Muskies may respond that the level of complexity of building electric cars from scratch and better rockets than NASA’s was similarly high. But their hero did it. Not that he is infallible, as Twitter users know. The delivery of his X replacement for the social network has been poorly executed.

There are yet further dubious implications of the Neuralink. If it works as intended then it will be connected to your phone, your watch and your computer; they, in turn, would be connected to the Cloud. What you then have to face is the possibility that every passing thought or impulse you have may become globally available. Advertisers, hackers, governments, criminals of all sorts would descend on this hitherto private realm to exploit you, judge you, steal from you or, if you happen to be in Putin’s Russia, kill you or chuck you in prison forever.

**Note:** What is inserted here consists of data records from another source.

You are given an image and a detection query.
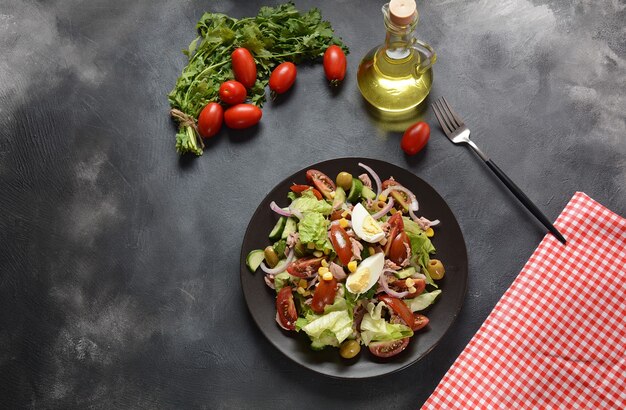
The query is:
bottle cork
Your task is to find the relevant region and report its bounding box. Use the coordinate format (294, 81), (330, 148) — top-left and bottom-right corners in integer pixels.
(389, 0), (417, 26)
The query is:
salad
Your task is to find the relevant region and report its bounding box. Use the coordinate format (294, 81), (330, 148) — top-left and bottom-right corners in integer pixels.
(246, 163), (445, 359)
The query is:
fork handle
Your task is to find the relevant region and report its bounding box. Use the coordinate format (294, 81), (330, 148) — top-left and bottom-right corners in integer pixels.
(485, 159), (565, 244)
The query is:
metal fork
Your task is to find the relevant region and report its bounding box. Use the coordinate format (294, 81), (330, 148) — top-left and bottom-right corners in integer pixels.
(432, 97), (565, 244)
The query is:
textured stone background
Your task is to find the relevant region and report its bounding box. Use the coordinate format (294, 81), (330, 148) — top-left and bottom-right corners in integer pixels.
(0, 0), (626, 409)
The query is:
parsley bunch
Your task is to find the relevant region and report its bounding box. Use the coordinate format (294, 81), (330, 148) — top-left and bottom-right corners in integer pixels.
(168, 3), (347, 155)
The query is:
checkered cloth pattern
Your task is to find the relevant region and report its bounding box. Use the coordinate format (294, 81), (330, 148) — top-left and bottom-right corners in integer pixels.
(422, 192), (626, 409)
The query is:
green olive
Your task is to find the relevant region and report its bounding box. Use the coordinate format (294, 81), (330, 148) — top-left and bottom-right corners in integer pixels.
(263, 246), (278, 268)
(339, 340), (361, 359)
(427, 259), (446, 280)
(337, 171), (352, 192)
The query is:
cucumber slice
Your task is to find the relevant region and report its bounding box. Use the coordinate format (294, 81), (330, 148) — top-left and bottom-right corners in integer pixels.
(361, 185), (376, 199)
(246, 249), (265, 273)
(280, 218), (298, 239)
(348, 178), (363, 204)
(270, 216), (287, 241)
(333, 186), (346, 209)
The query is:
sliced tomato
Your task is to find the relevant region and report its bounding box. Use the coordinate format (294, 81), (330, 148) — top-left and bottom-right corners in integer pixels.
(378, 295), (415, 328)
(276, 286), (298, 330)
(368, 337), (409, 357)
(411, 313), (429, 332)
(389, 232), (411, 265)
(330, 223), (352, 265)
(289, 184), (322, 199)
(287, 256), (324, 278)
(306, 169), (335, 200)
(311, 278), (337, 313)
(382, 179), (411, 212)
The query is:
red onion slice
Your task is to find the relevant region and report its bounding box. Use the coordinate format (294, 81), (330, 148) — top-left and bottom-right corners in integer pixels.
(372, 197), (393, 219)
(381, 185), (419, 212)
(359, 162), (383, 197)
(378, 270), (409, 299)
(261, 249), (294, 274)
(270, 201), (292, 217)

This points to the much bigger issue of the extent to which we will permit technology to change our lives at the most fundamental level. Over the last 300 years our species has become used to world-changing technologies and, over the last thirty years we have enthusiastically welcomed mind-changing tech in the form of computers, mobile phones and so on. The next step is not to change minds from the outside but from the inside.

Musk has recognised that in his claim that Neuralink will permit the human mind to become competent to survive against the inroads of AI. He is saying we can protect our species identity from the assault of the robot species that are likely to emerge in the near future by embracing mind enhancement now.

This process would, of course, grind to a halt if Musk’s race to get inside our heads resulted in some grotesque failure. Marcus Gerhardt, CEO of Blackrock Neurotech, is alarmed at the prospect.

‘The communications coming out of Neuralink too often sounds like cowboy activity, right?’ He added that some neurosurgeons ‘are petrified every day that something terrible could happen there and affect the rest of the space.’

But it is hard to imagine Musk ever grinding to a halt. He is, in his own mind, the future that should happen.

‘What I’m trying to do,’ he has said, ‘is to maximise the probability of the future being better.’

Well, maybe. But it is certainly true that, if you disagree with that, you are going to have a hard time stopping his quite staggering mix of determination, hubris and self-belief. It took a judge to halt his pay demands, it will take much more than that to thwart his demands of our species.